Despite the upheaval, MCDC managed to grow: In 2009, the group had at least 74 chapters in nearly 30 states, more than any other Minuteman spin-off group. In recent media interviews, Mercer claimed, perhaps improbably, that MCDC had about 12,000 members.

The announcement of MCDC's dissolution followed an E-mail Mercer sent a week earlier, in which she urged supporters to bring their rifles to the border to "forcefully engage" the "criminals" who try to cross without documentation. Mercer wrote that she received hundreds of responses to that March 15 E-mail, including some that verged on over-enthusiastic. "It was obvious that many had decided to return to the border who had tired of the sometimes futile watch and observe methods. It showed me that people are not willing to be silenced anymore; it also showed me that people will be less likely to follow the rules of engagement in a desperate attempt to stop the criminals who violate our borders every day. That is not what we want and we cannot take the responsibility for this."

But Mercer, a naturalized U.S. citizen who immigrated from Germany, was less than candid when she told the Arizona Daily Star that "people are ready to come locked and loaded, and that's not what we are all about." In fact, the Tombstone, Ariz., restaurateur had repeatedly told supporters in the week-earlier E-mail precisely that — to return to the border "locked and loaded." Mercer would not speak to the Hatewatch blog, which published an earlier version of this report. "I do not think anything I say would make it truthfully on[to] your blog," she wrote in an E-mail. "I have followed the attacks of your organization against our organization. I think you would be wasting my time."

In fact, attacks often came from former supporters within the anti-immigration movement, who heavily criticized MCDC founder and former leader Chris Simcox for failing to complete a promised "Israeli-style" border fence and for allegedly selling out his organization to a shadowy network of professional right-wing fundraisers. The Minuteman PAC, established in December 2005 as the political arm of MCDC, also came under fire for spending only a small fraction of the $1.7 million it raised in 2007-08 to help elect and defeat candidates. (The rest went toward operating expenses, including promotion of the PAC's mission, fundraising and staff salaries.)

In 2007, Simcox fired 18 state, regional and national MCDC leaders because they had raised questions about his financial accountability. Two years later, Simcox quit MCDC himself to run unsuccessfully for Congress, leaving Mercer to run the organization. Since then, other MCDC officials also have resigned, including Vice President Al Garza, who said last summer that he was quitting to launch the Patriots Coalition because "the organization [MCDC] is now on a path that I cannot endorse." Two days after MCDC folded, the Patriots Coalition announced that it would waive the application fee for Minutemen who join the group. Indeed, some ideas of the reinvigorated "Patriot" movement, including antigovernment conspiracy theories, appear to be gaining popularity in Minuteman circles.

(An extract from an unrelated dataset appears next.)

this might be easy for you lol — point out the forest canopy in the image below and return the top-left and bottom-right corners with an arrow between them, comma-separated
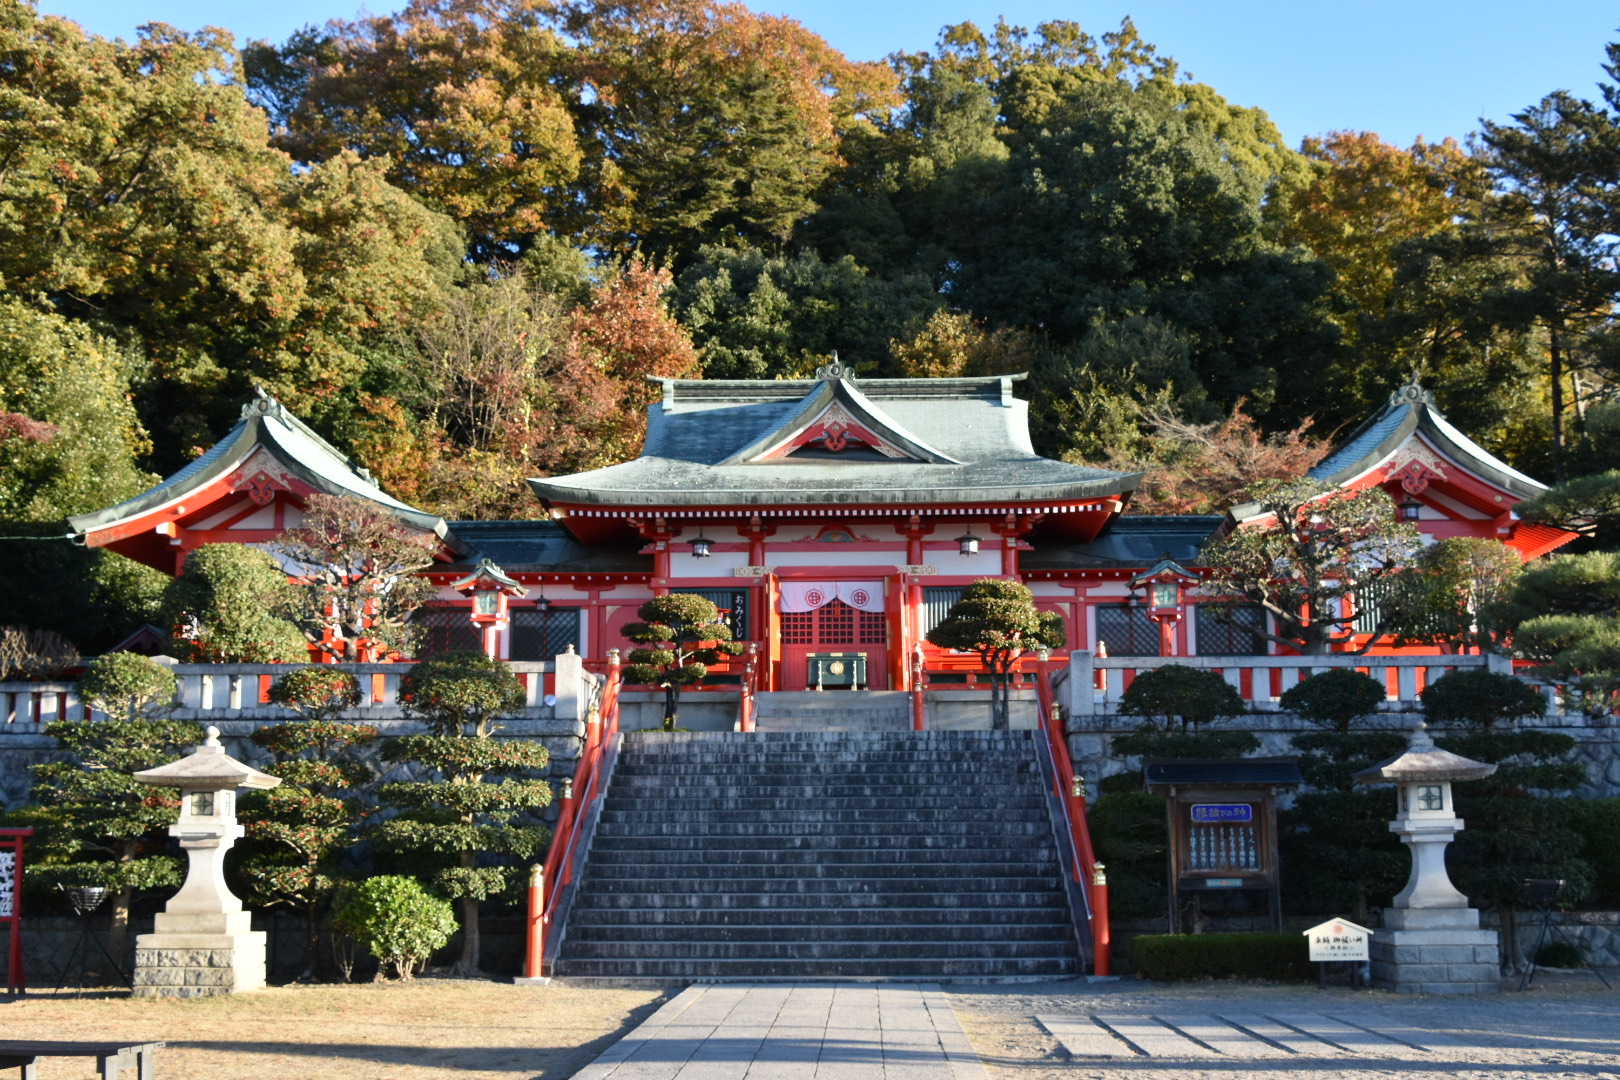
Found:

Besides liability concerns, Mercer wrote that most of the organization's leaders had left and would not support the more aggressive tactics outlined in her earlier E-mail. In addition, she said MCDC was having trouble raising money after breaking off relations with the Declaration Alliance, a right-wing advocacy group that handled some aspects of MCDC's financial operations. The most recent tax forms show that MCDC received just under $209,000 in revenue during 2008, down from nearly $790,000 in 2007.

"I really think the demise of MCDC has very much more to do with the evaporation of the donations," wrote Border Guardians founder Laine Lawless to a Minuteman E-mail group. "When all the money is gone, the higher-ups leave."

Although the first Minuteman patrol made national headlines, MCDC's collapse has received little media attention outside Arizona. Jim Campbell, who filed a lawsuit (later dropped) against MCDC after donating $100,000 for the border fence, also blames financial mismanagement for the fall of the organization whose mission he still supports. "In the past two years, the movement has gone so downhill," the Air Force veteran told the Intelligence Report. "It almost doesn't make a story anymore. For all intents and purposes, MCDC has been defunct."